Their losses made the world look different. To Haajar, the 32 teenagers in her classroom seemed to be walking miracles. She and Kamau learned, as they shared their sorrow with others, how many people had also experienced miscarriage or the death of infants.
Then, in spring 2015, they were pregnant once more. Haajar felt no morning sickness, as she had with her previous pregnancies. She had intense cravings for sweets. Both held their breath during the first ultrasound.
The tech paused. "I think I see two heartbeats," she said. Haajar burst into tears, sobbing so powerfully Kamau had to reassure the tech, "No, she's really happy."

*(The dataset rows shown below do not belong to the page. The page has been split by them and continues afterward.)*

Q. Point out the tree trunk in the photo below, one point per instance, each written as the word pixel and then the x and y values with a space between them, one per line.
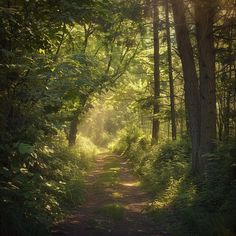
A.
pixel 204 14
pixel 170 71
pixel 73 131
pixel 190 79
pixel 156 107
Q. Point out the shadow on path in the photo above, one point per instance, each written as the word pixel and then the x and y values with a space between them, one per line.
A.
pixel 115 204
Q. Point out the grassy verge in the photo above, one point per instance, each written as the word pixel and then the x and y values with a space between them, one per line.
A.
pixel 183 204
pixel 42 184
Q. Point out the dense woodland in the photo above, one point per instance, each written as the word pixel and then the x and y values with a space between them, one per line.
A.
pixel 151 80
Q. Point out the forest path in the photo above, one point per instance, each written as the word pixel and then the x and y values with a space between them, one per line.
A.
pixel 115 204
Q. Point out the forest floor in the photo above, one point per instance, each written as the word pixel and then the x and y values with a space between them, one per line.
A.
pixel 115 203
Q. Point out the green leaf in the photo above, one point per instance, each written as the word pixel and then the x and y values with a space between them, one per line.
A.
pixel 25 148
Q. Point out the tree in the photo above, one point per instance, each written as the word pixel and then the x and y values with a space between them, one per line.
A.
pixel 191 86
pixel 170 70
pixel 156 87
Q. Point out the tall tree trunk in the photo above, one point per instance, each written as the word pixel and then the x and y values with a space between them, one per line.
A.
pixel 191 86
pixel 204 14
pixel 156 107
pixel 170 71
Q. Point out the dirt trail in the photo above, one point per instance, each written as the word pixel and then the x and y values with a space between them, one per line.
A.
pixel 115 204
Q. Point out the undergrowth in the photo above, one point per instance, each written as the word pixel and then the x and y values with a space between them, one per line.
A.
pixel 41 183
pixel 182 203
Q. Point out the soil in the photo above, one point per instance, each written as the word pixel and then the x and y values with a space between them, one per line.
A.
pixel 113 206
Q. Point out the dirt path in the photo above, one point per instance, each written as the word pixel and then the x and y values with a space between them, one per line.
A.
pixel 115 204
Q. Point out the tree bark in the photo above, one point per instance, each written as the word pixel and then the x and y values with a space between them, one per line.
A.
pixel 170 72
pixel 204 14
pixel 156 107
pixel 191 86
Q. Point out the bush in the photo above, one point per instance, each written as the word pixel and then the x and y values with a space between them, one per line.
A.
pixel 42 182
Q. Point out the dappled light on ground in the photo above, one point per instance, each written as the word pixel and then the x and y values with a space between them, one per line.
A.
pixel 115 204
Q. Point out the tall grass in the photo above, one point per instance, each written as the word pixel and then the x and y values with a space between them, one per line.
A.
pixel 182 203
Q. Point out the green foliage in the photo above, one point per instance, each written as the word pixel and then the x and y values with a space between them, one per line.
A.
pixel 36 190
pixel 194 206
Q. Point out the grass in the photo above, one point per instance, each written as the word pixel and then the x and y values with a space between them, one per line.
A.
pixel 109 176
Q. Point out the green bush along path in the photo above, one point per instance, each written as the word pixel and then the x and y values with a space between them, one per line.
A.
pixel 115 203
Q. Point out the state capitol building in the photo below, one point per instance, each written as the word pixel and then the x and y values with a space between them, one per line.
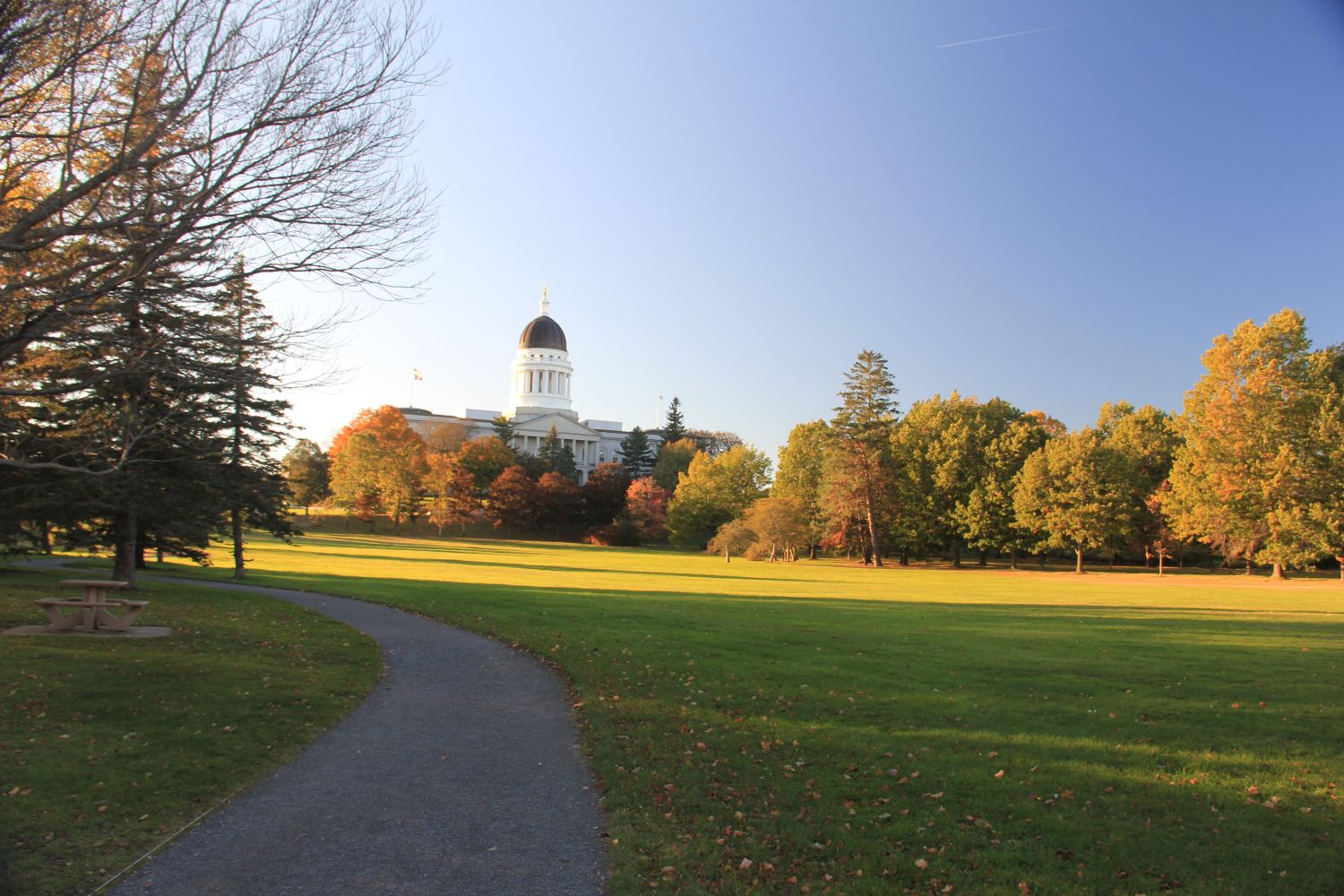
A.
pixel 542 379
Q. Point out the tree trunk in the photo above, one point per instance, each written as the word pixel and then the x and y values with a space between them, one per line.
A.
pixel 124 556
pixel 236 524
pixel 873 528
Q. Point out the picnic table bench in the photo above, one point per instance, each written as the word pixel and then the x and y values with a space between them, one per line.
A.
pixel 91 610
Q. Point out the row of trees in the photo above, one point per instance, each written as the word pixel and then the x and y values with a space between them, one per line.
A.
pixel 378 465
pixel 1253 468
pixel 160 159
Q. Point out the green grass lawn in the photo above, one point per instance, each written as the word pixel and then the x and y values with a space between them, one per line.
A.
pixel 108 745
pixel 933 731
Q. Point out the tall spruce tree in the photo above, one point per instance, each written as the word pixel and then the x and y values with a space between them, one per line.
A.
pixel 558 457
pixel 308 473
pixel 862 437
pixel 636 454
pixel 254 425
pixel 675 427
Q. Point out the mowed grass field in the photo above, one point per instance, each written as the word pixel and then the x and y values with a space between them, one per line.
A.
pixel 819 727
pixel 109 745
pixel 824 727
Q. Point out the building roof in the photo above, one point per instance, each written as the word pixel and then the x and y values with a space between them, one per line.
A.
pixel 543 332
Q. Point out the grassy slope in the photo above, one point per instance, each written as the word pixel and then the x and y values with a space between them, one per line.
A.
pixel 846 727
pixel 108 745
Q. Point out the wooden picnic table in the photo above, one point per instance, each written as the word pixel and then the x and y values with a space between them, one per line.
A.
pixel 91 611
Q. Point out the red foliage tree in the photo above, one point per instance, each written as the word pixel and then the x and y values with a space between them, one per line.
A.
pixel 558 500
pixel 647 505
pixel 511 500
pixel 604 493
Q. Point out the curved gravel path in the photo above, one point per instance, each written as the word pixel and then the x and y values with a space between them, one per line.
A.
pixel 459 774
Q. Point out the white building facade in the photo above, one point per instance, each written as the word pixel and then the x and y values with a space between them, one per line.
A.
pixel 542 379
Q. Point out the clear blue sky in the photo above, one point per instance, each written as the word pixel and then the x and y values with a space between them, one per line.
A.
pixel 730 201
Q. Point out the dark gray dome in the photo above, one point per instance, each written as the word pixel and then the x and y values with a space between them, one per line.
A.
pixel 543 333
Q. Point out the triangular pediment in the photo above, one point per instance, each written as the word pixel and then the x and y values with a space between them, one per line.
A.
pixel 564 427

It was an anxious pregnancy: Haajar needed surgery to reinforce a weakened cervix, then spent 22 weeks on bed rest, busying herself with Sudoku, crossword puzzles, and two years' worth of Oprah magazines. "It was like watching paint dry, a mental game," she says.
At 36 weeks and four days, her water broke. Haajar labored for 35 hours, then stalled. When doctors decided to move her to the OR for a cesarean, she felt like one of those expectant people at an airport, waving a placard with the names of travelers she had never met.
She and Kamau knew what they would call their daughter and son - Laylah, meaning "the beauty of the night," and Malik, after a fighter for justice and equality. There was a duet of cries, a doctor grinning in his scrubs.
Then, they were nestled skin to skin on Kamau's chest - the babies they'd planned and waited and prayed for, the ones they greeted with tears of grateful disbelief.